Le situazioni più complesse si sono registrate al Ciampac e al Sass Pordoi, ma gli interventi hanno riguardato anche Buffaure e Col Rodella. In azione i Vigili del fuoco volontari dei distretti di Fassa e Fiemme, il Soccorso alpino e il personale degli impianti.
Al Ciampac circa 400 persone sono state accompagnate a valle con mezzi di soccorso.

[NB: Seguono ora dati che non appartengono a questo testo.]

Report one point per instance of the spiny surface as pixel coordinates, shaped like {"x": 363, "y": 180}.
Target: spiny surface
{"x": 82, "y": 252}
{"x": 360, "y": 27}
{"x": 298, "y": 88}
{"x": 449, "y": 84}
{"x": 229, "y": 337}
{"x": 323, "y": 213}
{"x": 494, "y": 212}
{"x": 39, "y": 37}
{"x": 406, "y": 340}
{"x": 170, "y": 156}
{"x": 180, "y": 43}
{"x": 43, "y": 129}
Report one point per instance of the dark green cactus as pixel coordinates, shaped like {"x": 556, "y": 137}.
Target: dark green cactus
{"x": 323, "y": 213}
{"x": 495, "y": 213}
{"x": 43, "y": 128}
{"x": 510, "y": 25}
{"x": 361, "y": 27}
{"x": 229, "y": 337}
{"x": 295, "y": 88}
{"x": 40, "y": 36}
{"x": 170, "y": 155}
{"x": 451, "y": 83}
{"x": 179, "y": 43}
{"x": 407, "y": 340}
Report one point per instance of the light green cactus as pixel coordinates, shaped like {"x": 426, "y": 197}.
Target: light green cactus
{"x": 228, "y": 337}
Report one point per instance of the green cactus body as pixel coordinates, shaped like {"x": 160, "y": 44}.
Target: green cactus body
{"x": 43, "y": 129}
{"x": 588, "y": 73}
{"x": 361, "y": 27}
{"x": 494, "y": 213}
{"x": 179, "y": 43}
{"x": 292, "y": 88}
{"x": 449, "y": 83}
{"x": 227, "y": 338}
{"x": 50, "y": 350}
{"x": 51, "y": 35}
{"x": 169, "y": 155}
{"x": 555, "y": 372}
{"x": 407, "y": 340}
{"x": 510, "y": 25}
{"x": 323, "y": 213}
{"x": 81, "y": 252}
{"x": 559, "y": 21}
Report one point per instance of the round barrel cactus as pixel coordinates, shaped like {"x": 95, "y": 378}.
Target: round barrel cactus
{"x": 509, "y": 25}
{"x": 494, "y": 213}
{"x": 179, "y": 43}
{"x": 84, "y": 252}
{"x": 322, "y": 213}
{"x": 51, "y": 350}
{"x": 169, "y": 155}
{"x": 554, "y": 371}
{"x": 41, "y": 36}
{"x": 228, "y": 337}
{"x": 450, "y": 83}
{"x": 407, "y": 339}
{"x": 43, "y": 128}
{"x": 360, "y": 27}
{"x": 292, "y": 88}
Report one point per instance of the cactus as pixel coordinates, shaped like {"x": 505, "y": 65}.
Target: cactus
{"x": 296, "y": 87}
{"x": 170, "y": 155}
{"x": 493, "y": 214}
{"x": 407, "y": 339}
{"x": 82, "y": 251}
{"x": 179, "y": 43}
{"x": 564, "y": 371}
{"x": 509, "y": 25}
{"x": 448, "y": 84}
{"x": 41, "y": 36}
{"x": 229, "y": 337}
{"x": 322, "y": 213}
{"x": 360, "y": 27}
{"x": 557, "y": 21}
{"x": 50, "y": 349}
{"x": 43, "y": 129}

Al Sass Pordoi parte degli escursionisti è stata invece scortata attraverso la Forcella Pordoi, mentre anziani, bambini e persone più fragili hanno potuto utilizzare nuovamente l’impianto, riaperto in serata.
La Provincia parla complessivamente di circa 800 escursionisti assistiti. Il presidente Maurizio Fugatti ha ringraziato gli operatori per «tempestività, professionalità e grande capacità di intervento».
A causa del forte vento e del rischio di caduta alberi sono state inoltre chiuse le strade del Passo San Pellegrino e del Passo Manghen. L’allerta gialla per temporali, vento e criticità idrogeologica resta in vigore fino a mezzanotte.